Page:Saint-Lambert - Les Saisons, 1769.djvu/104

Cette page n’a pas encore été corrigée

Le jeune enfant s’essaie aux vertus qu’il admire,
Le père s’applaudit des vertus qu’il inspire.
Souvent, dans un sallon propre & non fastueux
Il admet à sa table un ami vertueux ;
Son domaine a produit le festin qu’il ordonne,
Et sans l’art de Comus le besoin l’assaisonne :
Le rapport des esprits unit les conviés ;
L’épanchement des cœurs que l’estime a liés,
L’enjouement sans folie, & l’amour sans foiblesse,
De l’amour paternel la sainte & douce ivresse,
Des serments de s’aimer que le cœur a dictés,
De ces sobres festins voilà les voluptés.

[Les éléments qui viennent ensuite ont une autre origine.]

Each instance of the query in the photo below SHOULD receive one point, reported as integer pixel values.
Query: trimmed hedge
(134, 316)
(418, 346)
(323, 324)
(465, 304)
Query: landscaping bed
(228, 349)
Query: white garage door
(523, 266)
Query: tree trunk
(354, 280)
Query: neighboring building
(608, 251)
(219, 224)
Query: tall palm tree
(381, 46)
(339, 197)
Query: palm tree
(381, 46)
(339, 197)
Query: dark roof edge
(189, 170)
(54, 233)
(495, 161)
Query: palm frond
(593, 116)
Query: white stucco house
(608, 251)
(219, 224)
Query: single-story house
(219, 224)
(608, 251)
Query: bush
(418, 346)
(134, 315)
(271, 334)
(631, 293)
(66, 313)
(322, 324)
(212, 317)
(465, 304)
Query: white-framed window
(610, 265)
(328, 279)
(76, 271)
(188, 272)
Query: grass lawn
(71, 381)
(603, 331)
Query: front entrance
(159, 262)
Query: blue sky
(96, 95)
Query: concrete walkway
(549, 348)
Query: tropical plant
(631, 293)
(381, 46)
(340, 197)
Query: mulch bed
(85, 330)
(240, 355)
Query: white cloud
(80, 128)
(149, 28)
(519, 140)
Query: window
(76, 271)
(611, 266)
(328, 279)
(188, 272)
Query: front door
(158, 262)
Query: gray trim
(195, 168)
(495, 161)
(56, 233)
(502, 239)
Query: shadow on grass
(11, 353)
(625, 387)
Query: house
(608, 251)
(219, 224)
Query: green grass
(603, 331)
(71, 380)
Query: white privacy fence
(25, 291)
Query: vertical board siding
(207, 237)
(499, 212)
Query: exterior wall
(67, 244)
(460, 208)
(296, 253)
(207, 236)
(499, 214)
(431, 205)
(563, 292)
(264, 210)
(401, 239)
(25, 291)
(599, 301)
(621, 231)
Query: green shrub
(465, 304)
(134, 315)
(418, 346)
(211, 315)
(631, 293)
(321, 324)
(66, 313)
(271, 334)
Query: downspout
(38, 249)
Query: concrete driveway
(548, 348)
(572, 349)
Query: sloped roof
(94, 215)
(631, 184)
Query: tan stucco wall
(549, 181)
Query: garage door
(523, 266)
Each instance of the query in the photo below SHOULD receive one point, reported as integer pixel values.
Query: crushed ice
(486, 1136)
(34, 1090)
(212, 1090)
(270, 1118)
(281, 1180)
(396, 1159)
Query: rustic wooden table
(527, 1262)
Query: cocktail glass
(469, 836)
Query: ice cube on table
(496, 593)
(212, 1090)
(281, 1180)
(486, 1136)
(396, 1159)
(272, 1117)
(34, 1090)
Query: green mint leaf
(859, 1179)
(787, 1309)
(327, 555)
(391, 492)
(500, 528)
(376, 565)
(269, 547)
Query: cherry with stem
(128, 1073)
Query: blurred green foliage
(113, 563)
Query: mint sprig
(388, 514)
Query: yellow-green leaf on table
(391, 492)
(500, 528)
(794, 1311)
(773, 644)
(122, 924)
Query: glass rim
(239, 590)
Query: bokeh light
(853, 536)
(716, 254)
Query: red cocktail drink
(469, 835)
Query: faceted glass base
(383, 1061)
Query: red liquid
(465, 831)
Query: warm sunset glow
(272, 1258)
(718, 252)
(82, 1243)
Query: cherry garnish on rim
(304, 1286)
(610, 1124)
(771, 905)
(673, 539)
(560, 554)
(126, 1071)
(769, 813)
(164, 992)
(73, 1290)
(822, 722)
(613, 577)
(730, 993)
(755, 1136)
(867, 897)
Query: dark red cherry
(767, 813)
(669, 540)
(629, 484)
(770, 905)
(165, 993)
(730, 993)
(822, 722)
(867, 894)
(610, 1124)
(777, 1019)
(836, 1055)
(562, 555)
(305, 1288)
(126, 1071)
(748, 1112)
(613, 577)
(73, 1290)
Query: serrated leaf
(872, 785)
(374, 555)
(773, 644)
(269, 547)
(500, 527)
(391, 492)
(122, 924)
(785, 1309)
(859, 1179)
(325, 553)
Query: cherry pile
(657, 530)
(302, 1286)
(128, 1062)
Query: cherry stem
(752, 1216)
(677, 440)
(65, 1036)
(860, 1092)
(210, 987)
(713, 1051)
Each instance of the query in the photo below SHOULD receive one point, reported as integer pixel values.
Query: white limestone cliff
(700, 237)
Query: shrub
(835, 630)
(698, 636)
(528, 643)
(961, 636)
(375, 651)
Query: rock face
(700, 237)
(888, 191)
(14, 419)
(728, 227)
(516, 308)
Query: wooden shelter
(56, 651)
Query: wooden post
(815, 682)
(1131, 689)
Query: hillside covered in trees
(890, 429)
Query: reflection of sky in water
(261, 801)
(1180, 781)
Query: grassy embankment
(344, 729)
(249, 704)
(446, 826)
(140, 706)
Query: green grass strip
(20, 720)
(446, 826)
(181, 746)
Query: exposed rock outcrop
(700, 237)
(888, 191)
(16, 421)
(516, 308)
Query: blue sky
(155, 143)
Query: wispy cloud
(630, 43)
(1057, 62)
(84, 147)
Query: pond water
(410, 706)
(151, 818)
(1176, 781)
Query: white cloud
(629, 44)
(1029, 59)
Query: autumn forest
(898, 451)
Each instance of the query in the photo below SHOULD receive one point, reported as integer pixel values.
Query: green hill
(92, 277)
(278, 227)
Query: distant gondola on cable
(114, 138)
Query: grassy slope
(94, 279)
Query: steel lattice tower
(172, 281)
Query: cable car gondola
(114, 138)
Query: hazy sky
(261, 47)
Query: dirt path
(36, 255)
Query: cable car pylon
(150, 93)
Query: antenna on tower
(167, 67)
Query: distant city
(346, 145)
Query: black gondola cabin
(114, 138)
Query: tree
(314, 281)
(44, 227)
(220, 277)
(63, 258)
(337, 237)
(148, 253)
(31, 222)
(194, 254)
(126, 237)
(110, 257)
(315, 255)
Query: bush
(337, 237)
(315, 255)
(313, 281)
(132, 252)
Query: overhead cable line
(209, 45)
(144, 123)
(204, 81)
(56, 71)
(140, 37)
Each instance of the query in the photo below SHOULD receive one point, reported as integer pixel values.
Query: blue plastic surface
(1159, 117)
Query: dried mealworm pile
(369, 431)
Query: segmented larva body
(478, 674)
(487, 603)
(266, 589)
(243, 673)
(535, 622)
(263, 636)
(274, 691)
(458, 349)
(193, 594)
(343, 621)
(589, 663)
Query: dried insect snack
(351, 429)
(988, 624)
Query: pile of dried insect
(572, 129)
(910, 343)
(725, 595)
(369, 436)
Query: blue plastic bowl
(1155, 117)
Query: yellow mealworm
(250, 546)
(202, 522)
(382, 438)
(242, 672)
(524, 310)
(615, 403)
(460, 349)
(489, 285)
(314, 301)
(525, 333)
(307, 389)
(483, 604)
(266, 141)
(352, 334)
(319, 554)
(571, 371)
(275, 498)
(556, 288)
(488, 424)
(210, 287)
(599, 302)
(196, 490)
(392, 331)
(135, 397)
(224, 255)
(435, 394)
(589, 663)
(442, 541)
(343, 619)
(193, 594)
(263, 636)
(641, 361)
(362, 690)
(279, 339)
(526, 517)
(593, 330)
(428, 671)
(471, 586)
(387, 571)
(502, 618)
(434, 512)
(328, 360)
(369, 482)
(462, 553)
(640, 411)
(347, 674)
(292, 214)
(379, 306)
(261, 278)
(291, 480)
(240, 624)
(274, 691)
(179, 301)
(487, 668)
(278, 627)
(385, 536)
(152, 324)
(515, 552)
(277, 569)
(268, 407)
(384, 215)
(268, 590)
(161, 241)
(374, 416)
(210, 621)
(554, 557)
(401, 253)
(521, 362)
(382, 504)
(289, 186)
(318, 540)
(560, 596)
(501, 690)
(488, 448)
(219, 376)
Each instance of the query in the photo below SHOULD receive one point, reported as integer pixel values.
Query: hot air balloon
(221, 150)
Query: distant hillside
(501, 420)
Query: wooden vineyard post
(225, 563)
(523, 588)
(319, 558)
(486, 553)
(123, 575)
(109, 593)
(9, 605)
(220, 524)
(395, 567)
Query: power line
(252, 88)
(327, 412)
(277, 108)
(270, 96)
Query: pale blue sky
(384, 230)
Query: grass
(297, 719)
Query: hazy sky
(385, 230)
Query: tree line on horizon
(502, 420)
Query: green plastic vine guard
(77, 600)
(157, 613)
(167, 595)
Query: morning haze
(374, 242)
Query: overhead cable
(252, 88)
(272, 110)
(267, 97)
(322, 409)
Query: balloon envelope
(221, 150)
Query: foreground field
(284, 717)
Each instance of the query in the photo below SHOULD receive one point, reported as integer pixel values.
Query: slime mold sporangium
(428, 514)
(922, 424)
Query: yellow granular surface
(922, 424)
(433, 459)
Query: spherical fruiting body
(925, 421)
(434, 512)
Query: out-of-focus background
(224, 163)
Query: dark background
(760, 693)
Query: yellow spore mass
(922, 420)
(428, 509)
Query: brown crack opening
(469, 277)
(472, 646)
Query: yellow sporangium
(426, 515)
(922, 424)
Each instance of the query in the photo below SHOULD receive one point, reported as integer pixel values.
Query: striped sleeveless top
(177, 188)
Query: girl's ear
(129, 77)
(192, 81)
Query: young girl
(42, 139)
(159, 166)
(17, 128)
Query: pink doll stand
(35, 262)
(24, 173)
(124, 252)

O vous ! ô mes amis, en qui j’ai vu renaître
Des mœurs de nos aïeux la majesté champêtre
Ch*** couple heureux, respectables époux,
J’ai chanté les vertus que j’admirois en vous.
Mais le sombre horison se refuse à l’aurore,
Et rend douteux long-tems le jour qui vient d’éclore.
Des nuages épais sur les champs descendus
Entourent de la nuit les objets confondus ;
Immobiles sur l’onde, & fixés sur la plaine,
Ils dérobent l’espace à la vue incertaine ;
L’imprudent voyageur de sa route égaré
Poursuit, dans l’ombre humide, un sentier ignoré.
L’astre du jour pâli répand des clartés sombres,
Son disque sans rayons se montre dans les ombres,
Ce voile nébuleux ajoute à sa grandeur ;
Mais le soleil l’entrouvre, il reprend sa splendeur ;
Il argente les cieux, dont les vapeurs légères
Promenent sur les champs leurs ombres passagères.
L’Aquilon les emporte au sommet du Taurus,
Il en couvre l’Atlas, les Alpes, l’Immaüs ;
Sans cesse il entretient par des vapeurs nouvelles
De leurs sommets glacés les neiges éternelles.
Fleuves majestueux, ce sont-là vos berceaux,
Et l’urne intarissable où vous puisez les eaux.